The DOE Clean Coal Demonstration Project facilitated the construction of 3 IGCC plants. One (Wabash River) in Indiana, another (Polk) in Tampa, Florida (online 1996), and the other (Pinon Pine) in Reno, Nevada. In the Reno demonstration project, researchers found an inherent problem with the design of IGCC technology available at that time such that it would not work above 300 feet from sea level elevations. [Source: Joe Lucas, Executive Director of Americans for Balanced Energy Choices, as interviewed on NPR’s Science Friday, Friday May 12, 2006]
The power generation industry also is yet to be convinced about the reliability of IGCC technology as the five demonstration facilities that have gone into operation have not consistently demonstrated availabilities comparable to conventional CCGTs or coal-fired power plants.
There are several refinery-based IGCC plants in Europe that have demonstrated good availability performance after initial shakedown periods. Availability in the range of 90%-95% is now consistently being achieved. Several factors are common to these plants that may be contributing to this good performance. For one, none of them use advanced technology gas turbines, but, rather, so-called E technology has been employed. This has avoided the problems of those plants that used F technology, mostly of one manufacturer, that continue to be a source of downtime.

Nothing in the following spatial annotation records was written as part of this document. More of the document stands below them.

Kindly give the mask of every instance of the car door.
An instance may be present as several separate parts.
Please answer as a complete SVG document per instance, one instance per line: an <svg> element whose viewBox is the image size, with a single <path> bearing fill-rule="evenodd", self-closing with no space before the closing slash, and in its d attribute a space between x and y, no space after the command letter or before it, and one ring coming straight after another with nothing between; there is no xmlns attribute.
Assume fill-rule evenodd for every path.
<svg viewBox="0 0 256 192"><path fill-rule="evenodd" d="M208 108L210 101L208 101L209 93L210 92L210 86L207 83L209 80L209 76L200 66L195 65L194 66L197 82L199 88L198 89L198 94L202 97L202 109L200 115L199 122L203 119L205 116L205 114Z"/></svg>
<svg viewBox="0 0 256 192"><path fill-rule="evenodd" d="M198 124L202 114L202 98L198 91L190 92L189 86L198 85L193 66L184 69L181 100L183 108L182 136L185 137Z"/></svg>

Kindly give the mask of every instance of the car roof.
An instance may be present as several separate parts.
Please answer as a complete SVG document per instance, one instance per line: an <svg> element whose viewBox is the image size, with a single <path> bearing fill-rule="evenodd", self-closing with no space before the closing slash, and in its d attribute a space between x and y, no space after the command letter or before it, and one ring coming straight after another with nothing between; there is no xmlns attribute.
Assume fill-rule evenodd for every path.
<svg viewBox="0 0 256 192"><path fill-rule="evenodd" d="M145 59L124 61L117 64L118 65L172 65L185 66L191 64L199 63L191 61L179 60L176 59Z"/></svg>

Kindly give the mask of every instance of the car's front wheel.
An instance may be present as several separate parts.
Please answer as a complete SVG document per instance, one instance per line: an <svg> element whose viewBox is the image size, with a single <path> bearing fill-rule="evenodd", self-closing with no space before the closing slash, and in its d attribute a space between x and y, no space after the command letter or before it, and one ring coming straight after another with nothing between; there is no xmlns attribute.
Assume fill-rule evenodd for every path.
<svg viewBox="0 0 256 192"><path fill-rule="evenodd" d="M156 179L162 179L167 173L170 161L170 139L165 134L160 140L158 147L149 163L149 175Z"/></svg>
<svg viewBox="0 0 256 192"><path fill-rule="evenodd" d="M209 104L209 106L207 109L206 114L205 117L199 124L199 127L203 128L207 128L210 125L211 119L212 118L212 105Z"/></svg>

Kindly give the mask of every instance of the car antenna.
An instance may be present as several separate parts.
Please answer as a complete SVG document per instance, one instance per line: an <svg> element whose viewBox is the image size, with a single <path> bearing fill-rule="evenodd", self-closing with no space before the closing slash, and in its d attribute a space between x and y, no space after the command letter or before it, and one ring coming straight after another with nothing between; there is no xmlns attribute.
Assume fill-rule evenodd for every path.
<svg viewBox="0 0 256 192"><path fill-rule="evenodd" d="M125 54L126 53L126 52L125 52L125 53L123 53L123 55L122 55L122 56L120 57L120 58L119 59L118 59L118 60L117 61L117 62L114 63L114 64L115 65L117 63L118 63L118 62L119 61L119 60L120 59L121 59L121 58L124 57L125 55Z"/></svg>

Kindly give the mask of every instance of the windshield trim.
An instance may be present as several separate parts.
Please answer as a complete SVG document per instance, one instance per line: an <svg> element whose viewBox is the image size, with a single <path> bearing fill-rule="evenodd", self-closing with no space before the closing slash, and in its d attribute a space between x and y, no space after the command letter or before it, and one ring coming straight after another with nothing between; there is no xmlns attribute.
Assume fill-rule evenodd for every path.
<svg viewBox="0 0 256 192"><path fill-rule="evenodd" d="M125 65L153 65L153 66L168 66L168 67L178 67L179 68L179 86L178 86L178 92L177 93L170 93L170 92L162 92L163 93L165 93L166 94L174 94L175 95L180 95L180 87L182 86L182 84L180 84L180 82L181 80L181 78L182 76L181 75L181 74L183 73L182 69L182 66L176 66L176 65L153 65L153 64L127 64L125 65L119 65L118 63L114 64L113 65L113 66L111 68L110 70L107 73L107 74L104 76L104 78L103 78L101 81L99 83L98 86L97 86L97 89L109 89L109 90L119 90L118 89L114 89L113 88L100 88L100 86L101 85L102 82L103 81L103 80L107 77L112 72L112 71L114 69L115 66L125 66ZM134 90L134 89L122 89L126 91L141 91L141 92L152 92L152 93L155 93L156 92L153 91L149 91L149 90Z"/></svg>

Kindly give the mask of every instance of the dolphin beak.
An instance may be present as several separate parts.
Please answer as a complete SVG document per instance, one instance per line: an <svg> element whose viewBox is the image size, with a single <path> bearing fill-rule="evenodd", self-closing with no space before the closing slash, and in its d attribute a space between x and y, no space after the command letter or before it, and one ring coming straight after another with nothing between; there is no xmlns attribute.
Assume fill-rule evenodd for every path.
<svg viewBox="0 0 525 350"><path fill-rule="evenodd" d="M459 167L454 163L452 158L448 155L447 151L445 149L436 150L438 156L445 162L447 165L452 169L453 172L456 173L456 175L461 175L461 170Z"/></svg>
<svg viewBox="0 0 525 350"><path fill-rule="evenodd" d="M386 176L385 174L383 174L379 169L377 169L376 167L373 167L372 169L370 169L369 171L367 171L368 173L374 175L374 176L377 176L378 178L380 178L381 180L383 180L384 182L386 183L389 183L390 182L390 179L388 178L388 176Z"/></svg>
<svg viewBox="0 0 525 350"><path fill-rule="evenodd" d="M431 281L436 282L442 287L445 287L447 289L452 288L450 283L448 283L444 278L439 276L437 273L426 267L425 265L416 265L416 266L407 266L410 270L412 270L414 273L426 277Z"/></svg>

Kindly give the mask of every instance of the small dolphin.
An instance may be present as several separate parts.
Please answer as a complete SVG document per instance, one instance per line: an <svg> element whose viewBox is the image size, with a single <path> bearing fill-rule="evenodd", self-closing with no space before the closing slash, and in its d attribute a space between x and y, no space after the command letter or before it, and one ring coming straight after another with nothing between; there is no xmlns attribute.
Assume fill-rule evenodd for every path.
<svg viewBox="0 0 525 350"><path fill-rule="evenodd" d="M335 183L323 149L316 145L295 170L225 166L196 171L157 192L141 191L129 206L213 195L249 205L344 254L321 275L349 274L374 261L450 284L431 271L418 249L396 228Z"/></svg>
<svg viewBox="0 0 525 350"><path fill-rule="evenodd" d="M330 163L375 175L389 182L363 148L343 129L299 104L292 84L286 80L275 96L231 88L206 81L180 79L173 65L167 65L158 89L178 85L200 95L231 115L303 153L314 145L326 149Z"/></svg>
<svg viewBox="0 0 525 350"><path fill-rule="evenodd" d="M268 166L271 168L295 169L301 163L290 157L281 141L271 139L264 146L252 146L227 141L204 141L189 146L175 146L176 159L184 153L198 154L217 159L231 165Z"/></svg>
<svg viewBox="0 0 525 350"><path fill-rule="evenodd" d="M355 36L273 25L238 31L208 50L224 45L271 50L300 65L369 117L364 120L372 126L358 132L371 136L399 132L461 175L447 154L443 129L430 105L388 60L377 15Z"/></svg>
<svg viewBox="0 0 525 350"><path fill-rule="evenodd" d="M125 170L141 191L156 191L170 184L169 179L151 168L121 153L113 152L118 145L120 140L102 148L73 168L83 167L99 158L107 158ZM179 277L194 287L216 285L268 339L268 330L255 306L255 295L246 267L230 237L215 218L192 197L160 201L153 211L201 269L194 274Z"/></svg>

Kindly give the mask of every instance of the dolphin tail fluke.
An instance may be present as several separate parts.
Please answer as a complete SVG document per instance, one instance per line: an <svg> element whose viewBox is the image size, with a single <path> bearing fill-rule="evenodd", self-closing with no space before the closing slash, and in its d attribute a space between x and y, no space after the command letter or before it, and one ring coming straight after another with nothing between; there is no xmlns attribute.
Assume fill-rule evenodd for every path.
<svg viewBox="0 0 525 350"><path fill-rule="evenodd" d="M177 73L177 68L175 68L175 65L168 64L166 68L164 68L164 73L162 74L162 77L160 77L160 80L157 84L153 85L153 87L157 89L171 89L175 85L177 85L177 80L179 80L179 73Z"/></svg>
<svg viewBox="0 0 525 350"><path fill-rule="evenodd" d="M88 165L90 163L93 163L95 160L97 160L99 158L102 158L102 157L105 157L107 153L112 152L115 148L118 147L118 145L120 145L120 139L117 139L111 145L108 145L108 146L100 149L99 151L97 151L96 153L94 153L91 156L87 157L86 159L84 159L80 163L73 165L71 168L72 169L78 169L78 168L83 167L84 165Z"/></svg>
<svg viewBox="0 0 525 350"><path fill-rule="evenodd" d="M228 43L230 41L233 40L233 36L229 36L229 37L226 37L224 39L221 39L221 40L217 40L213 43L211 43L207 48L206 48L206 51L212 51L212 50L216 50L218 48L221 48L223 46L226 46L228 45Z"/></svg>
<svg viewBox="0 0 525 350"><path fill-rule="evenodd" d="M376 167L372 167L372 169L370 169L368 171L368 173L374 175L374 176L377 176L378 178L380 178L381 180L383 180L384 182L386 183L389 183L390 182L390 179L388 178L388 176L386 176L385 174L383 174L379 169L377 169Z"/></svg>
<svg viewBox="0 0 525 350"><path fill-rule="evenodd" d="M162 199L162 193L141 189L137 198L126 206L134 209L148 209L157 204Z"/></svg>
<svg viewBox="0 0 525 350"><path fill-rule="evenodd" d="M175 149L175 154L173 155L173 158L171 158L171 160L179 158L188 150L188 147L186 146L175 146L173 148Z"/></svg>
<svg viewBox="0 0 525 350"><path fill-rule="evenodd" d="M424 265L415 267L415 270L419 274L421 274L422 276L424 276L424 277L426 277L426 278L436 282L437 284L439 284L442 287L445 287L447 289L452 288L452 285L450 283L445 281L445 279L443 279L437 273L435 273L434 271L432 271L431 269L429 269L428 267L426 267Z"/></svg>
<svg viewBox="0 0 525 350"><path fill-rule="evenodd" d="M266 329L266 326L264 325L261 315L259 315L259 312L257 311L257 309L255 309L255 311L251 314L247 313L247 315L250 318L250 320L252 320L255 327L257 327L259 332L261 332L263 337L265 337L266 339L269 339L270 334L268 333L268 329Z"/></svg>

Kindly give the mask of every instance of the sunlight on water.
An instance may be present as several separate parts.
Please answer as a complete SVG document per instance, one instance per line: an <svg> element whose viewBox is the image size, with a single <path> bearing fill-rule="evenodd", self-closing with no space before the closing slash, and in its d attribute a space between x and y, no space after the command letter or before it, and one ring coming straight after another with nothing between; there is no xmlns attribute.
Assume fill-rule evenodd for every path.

Second, all refinery-based plants use refinery residues, rather than coal, as the feedstock. This eliminates at least a minor availability detractor in that there is no coal handling and coal preparation, and there is a much lower level of ash to take care of in the raw gas cooling and cleanup train.
Third, these non-utility plants have recognized the need to treat the gasification system as the up-front chemical processing plant that it is and have generally reorganized their operating staff accordingly.
Another IGCC success story has been the 250 MW Buggenum plant in The Netherlands that is also demonstrating good availability. The coal-based IGCC plant is currently using about 30% biomass as a supplemental feedstock, for which the owner, NUON, is paid an incentive fee by the government. NUON is planning to build a much larger plant – of about 1200 MW for which siting has begun. Although not confirmed, it is expected that they will specify E class gas turbines, the same as being used in the existing plant, to avoid gas turbine reliability issues.
A new tranche of IGCC-based coal-fired power plants are proposed although none is yet under construction. Projects are being developed by AEP, Duke and Southern Company in the US and, in Europe, by E.ON and Centrica (both UK), RWE (Germany) and NUON (Netherlands).